An open appeal to the Chief Justice
Honourable Chief Justice of Pakistan,
THAT, after the sellout of $ 913 m worth of OGDCL’s global depository receipts in a hush-hush manner by Shaukat Aziz government in 2006, all eyes in the international market are fixed on the lucrative sellout offer of our largest and most profitable national oil and gas company’s 10 pc shares yet again.
That, although the Honourable Apex Court had acknowledged the Federal Government’s right to sell the said shares, I beg to submit before your Honourable Lordship what all is not right in this exercise undertaken by the Privatization Commission.

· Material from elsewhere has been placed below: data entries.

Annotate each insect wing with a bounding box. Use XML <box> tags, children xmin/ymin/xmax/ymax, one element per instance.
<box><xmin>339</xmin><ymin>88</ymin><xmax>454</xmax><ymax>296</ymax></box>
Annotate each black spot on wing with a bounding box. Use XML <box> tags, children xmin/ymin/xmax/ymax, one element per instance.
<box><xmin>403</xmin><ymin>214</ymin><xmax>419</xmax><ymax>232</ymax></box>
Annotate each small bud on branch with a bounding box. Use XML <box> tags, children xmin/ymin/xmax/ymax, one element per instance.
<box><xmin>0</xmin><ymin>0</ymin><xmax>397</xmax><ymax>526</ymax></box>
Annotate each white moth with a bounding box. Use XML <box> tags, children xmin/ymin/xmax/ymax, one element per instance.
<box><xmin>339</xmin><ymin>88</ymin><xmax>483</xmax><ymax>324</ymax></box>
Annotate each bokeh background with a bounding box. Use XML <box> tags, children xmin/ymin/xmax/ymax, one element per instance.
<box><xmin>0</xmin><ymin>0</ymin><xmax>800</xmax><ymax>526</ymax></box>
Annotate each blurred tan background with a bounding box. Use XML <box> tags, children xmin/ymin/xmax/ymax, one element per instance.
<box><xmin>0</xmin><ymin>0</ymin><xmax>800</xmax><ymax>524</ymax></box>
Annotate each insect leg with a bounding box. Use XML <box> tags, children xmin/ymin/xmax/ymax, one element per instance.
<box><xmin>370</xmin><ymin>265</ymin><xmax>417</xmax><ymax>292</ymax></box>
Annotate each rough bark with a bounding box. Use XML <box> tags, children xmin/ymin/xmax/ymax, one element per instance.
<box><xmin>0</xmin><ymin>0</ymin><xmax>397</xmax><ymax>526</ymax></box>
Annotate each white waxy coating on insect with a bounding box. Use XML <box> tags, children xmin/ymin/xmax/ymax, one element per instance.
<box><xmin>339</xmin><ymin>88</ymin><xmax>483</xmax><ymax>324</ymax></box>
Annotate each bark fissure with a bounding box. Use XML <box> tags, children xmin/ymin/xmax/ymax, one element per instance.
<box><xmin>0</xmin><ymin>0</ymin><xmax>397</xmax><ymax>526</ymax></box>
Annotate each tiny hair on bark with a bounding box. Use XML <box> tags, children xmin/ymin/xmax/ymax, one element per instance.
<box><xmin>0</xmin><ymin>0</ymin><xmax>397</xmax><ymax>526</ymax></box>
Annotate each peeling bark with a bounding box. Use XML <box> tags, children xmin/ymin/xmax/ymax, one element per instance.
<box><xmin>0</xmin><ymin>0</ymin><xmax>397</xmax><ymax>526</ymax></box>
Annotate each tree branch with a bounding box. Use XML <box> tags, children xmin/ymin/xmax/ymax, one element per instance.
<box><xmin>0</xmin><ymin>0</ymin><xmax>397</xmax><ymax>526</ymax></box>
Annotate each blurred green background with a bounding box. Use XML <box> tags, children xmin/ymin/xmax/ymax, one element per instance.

That, done in the least transparent manner, the very selection of M/s Merrill Lynch and City Group, both American based consultants, violates the World Bank’s rule of ‘quality and cost’ based selection of consultants.
That, the consultants’ track record in Pakistan’s context has been highly questionable. M/s Merrill Lynch were denied payment of an upfront fee of $ 21 m in the early 2000s by OGDCL, when this scribe was the managing director, precisely for the same reasons. As of now, the Privatization Commission must declare how much upfront fee the consultants have been paid for this sellout. Again, the Privatization Commission must clarify whether or not Merrill Lynch facilitated the sellout of government’s 20 pc shares in the Badin Oil Field to BP at a paltry $ 73 m when the government was getting oil worth more than that amount annually from that share-holding. As for M/s City Group, their $ 913 m sellout of GDRs of OGDCL, the mega corruption at London and Luxemburg stock exchanges, still continues to baffle us.
That, very like the 2006 sellout, the shares have again been floated at those foreign stock exchanges where few questions are ever asked about any violations of the American Foreign Companies Corrupt Practices Act (FCCPA)-1977.
That, regardless of how many foreign directors come aboard OGDCL after this sellout, the whole exercise is already being steered by the foreign hands. The Minister of State for Privatization has strong IBM linkage. He is also the Minister of State for Investment as well as Advisor to the PM on Tax Reforms; conflicts of interests abound. OGDCL’s chairman has M/s Lasmo and Eni background with questionable credentials. For nearly ten years OGDCL has only had acting managing directors to serve the vested interests.
That, last but not the least, there are few examples in the region where strategic Oil & Gas assets are ever sold out in that manner. In fact most countries, like China, India and Malaysia continue to acquire such assets both at home and abroad.
That, my humble prayer, Honourable Chief Justice, is to kindly take a suo-moto notice and stop this thoughtless sellout which is definitely not in the interest of the Islamic Republic of Pakistan which has long been confronting serious internal and external threats to its very existence.
Maj Gen (Retd) Parvez Akmal
Former Managing Director OGDCL (May2000-March 2003)
A 31, Street : 8, DHA-I, Islamabad
An Update: Geo Laments
From Web Edition
The decision to defer the sale was made by the privitisation committee as the target of $800 million was not expected to be met. This was due to the decrease in the price of crude oil in the international market.
The Privitisation Commission had made a plan for the sale of the shares, but this was delayed due the sit-ins and during this period the price of crude oil decreased.
The floor price of Rs216 per share had been approved with an estimated 322 million shares to be sold out of which 311 were to be offered to institutional investors, two thirds of the remaining 11 million shares to general public and one third to OGDCL employees.
On Friday, State Minister for Privatisation, Muhammad Zubair clarified that government was not privatising OGDCL as divesting some of the company’s shares could not be termed as privatisation.